The past 24 hours have been a whirlwind adventure. We got a kitty, and gave up our beloved Beagle, Daisy. My eyes are swollen from crying, while I chuckle at the expression on Duncan (our new kitten) as he watches me type away at my keyboard.
The decision to re-home Daisy was heavy-laden with pros, cons, facts and raw emotions. I’ve had my floppy-eared baby since she was 6-weeks-old. Daisy was, and is, a great dog. Had I known then what I know now, however, Daisy would never have been a part of my life. I didn’t know this apartment was in my future. I had no idea that Red, or public relations or any of what has happened was in the cards for me. It’s been a journey filled with surprises, heartache and joy, but tonight was especially heart-wrenching.
The idea of re-homing my girl came way back in October, when I knew I was coming back to school. The question of where I would live with a dog in the city was blaring at me. It meant living in a more expensive apartment, further from town, but I love my place. It was worth the price. Without those big eyes and floppy ears, I’m not sure I could have survived November-January here. Things got easier when Red came into my life, but being away from F was hard. Too hard.

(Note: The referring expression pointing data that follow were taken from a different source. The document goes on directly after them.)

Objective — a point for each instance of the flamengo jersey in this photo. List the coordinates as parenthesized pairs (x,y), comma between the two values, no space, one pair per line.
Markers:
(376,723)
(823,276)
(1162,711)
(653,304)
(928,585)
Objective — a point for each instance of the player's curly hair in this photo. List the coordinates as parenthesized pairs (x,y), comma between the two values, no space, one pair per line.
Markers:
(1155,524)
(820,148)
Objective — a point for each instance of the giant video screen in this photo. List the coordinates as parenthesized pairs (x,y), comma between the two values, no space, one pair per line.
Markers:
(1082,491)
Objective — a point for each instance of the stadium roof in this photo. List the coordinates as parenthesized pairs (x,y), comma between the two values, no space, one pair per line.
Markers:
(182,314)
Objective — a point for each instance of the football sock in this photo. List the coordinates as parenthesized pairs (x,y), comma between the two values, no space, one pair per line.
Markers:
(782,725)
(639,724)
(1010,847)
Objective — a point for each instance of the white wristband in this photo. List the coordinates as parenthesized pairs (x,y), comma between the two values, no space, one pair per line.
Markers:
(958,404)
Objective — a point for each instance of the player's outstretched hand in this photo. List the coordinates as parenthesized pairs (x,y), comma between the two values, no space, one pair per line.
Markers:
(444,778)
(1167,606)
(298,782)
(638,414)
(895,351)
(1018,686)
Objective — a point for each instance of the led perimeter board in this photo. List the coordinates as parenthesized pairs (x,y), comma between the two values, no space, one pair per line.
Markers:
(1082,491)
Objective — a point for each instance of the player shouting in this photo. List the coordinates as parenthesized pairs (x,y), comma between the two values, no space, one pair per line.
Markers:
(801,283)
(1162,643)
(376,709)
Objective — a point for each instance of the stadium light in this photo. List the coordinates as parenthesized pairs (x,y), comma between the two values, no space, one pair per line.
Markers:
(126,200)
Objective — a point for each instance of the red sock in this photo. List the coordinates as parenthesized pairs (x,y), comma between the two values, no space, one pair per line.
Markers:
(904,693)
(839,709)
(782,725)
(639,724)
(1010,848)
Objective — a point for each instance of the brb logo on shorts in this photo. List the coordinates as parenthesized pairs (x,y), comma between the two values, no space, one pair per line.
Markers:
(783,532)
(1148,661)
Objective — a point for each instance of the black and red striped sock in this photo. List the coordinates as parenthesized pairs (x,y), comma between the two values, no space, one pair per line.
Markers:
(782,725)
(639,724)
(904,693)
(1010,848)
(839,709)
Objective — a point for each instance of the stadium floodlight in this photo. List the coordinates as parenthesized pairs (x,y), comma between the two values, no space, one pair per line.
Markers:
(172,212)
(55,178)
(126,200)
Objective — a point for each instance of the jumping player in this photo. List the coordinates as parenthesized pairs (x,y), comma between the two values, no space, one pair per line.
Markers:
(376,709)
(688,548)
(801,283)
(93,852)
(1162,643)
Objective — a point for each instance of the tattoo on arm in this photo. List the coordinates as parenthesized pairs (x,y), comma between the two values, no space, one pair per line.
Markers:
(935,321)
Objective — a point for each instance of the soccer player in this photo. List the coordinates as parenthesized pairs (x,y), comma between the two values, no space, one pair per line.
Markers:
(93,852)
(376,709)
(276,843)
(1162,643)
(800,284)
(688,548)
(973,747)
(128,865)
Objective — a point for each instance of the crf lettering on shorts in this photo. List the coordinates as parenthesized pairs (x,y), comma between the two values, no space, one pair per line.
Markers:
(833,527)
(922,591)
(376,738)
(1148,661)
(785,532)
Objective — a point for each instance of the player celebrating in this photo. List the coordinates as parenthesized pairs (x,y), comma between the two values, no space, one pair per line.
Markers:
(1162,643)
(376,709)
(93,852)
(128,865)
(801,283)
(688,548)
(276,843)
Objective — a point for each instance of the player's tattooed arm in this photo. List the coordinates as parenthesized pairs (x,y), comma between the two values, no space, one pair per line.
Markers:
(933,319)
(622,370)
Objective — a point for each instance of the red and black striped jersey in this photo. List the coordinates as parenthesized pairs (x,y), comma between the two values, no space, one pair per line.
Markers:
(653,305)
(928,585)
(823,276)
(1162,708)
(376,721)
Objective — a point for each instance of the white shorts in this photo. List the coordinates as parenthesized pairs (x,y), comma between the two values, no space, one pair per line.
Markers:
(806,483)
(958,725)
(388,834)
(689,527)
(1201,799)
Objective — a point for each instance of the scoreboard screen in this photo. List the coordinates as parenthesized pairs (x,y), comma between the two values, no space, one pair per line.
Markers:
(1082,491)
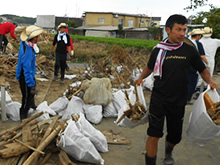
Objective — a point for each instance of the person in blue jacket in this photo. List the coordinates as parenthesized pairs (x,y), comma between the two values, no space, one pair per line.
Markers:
(25,70)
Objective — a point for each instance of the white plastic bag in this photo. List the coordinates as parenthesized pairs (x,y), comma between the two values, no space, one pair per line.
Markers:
(7,97)
(78,146)
(75,106)
(60,104)
(118,100)
(43,107)
(93,113)
(149,82)
(95,136)
(126,122)
(13,110)
(99,92)
(201,127)
(110,110)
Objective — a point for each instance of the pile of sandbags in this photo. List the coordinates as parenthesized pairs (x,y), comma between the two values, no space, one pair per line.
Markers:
(39,140)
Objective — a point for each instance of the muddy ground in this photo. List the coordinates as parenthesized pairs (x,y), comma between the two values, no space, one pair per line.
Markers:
(186,153)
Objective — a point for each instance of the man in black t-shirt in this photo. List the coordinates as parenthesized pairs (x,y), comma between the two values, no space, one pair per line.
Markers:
(170,62)
(62,40)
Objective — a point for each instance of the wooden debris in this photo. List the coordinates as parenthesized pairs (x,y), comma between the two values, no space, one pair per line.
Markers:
(115,138)
(46,158)
(34,156)
(16,149)
(64,159)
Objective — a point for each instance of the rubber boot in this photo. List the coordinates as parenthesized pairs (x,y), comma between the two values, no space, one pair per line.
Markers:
(149,160)
(168,155)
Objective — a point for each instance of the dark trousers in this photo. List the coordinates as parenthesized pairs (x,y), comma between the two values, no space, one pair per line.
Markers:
(27,98)
(193,78)
(174,115)
(5,40)
(60,64)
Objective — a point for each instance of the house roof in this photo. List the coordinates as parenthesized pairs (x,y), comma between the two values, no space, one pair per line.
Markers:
(110,28)
(125,14)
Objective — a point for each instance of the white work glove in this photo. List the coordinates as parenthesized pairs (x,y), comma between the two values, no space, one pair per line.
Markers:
(72,52)
(68,57)
(208,66)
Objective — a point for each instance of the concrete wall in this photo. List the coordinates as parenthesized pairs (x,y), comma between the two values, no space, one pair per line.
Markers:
(95,33)
(46,21)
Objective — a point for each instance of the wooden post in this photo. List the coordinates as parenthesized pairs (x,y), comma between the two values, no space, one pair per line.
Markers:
(3,114)
(34,156)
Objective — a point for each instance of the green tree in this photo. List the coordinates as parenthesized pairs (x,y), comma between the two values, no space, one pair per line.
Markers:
(154,31)
(120,31)
(71,23)
(210,19)
(194,4)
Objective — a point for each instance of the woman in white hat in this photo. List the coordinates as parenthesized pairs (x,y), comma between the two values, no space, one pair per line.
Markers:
(62,40)
(210,45)
(25,70)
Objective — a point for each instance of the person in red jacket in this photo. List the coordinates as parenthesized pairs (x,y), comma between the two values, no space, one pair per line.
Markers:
(72,50)
(5,28)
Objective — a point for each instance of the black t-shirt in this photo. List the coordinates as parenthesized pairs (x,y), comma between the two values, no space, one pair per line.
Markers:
(200,48)
(61,45)
(172,87)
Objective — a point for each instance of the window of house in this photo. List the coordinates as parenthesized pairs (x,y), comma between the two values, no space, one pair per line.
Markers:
(120,21)
(130,23)
(101,20)
(141,21)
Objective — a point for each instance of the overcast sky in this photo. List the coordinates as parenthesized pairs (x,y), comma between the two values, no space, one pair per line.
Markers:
(75,8)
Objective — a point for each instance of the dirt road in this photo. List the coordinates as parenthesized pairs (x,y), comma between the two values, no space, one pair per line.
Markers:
(186,153)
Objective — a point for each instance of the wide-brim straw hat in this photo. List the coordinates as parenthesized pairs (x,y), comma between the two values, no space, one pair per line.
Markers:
(196,31)
(31,32)
(208,32)
(62,25)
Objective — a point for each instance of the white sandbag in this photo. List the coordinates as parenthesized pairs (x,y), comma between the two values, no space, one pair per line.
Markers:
(75,106)
(110,110)
(43,117)
(128,90)
(43,107)
(78,146)
(149,82)
(60,104)
(95,136)
(201,128)
(70,77)
(99,92)
(118,100)
(7,97)
(93,113)
(13,110)
(126,122)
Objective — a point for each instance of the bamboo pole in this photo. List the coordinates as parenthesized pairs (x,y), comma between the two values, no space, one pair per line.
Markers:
(23,123)
(34,156)
(50,128)
(19,134)
(28,146)
(64,159)
(47,157)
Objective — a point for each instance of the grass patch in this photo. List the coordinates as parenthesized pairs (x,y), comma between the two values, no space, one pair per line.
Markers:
(124,43)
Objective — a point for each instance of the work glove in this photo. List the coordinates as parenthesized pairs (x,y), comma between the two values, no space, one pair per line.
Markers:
(34,90)
(17,40)
(208,66)
(68,56)
(51,55)
(72,52)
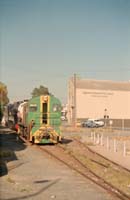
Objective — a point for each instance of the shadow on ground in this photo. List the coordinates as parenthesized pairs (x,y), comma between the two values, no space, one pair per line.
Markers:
(9,144)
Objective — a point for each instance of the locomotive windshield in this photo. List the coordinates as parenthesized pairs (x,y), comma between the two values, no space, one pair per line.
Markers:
(33,107)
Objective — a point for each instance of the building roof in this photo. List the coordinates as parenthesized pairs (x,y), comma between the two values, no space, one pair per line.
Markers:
(102,84)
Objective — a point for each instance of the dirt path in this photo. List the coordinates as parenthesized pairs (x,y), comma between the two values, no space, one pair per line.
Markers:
(33,175)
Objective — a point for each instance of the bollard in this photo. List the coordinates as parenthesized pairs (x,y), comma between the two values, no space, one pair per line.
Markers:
(101,140)
(98,139)
(124,149)
(115,148)
(108,143)
(91,135)
(94,137)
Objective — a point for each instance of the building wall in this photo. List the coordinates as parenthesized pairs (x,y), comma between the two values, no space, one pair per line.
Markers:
(98,98)
(92,103)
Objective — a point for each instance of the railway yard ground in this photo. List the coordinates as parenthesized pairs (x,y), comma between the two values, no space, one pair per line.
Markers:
(26,172)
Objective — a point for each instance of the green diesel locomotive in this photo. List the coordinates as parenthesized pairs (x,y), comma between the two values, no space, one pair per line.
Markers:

The only thing harder was making it work here, alone, with F and Daisy.
I hit my breaking point when, on one of our walks, F got his sweaty hand free from my own, equally sweaty hand and bolted away from me – towards traffic. Panicking, I dropped Daisy’s leash to chase him. Unsurprisingly, she chased me.
We got lucky. The car saw F get away. It stopped. I grabbed him, furious and terrified and relieved all at once. I picked up Daisy’s leash. I went home, sick to my stomach with worry. I couldn’t do it any more. What if it happened again? What if the car didn’t see him? What if I didn’t catch him on time? What if. What if. What if.
With a heavy heart, I let Daisy go to a lovely family of four who live in a beautiful area outside of the city. She’ll live out her days with two young boys, a stay-at-home Mom and all the love in the world. She’ll be loved and well-cared for and that’s all I could ever hope for her, for someone to love her as much as we do.
It was knowing that Daisy would need to find a new home, it was knowing that it was going to take a toll on us, it was knowing that I’d need a furry friend to snuggle with from time to time that Duncan became a part of our life. I’ve always had a cat. Cats are independent. They can live happily in an apartment, inside and safe from the noise and bustle. They can climb on your lap when you need a friend, or curl up on the chair across from you when you need your space.
F’s tears have been dried in the fur of our little friend, too. Nothing will replace our Daisy, but Duncan will be our furever friend to help us heal after saying goodbye to our favourite, floppy-eared gal.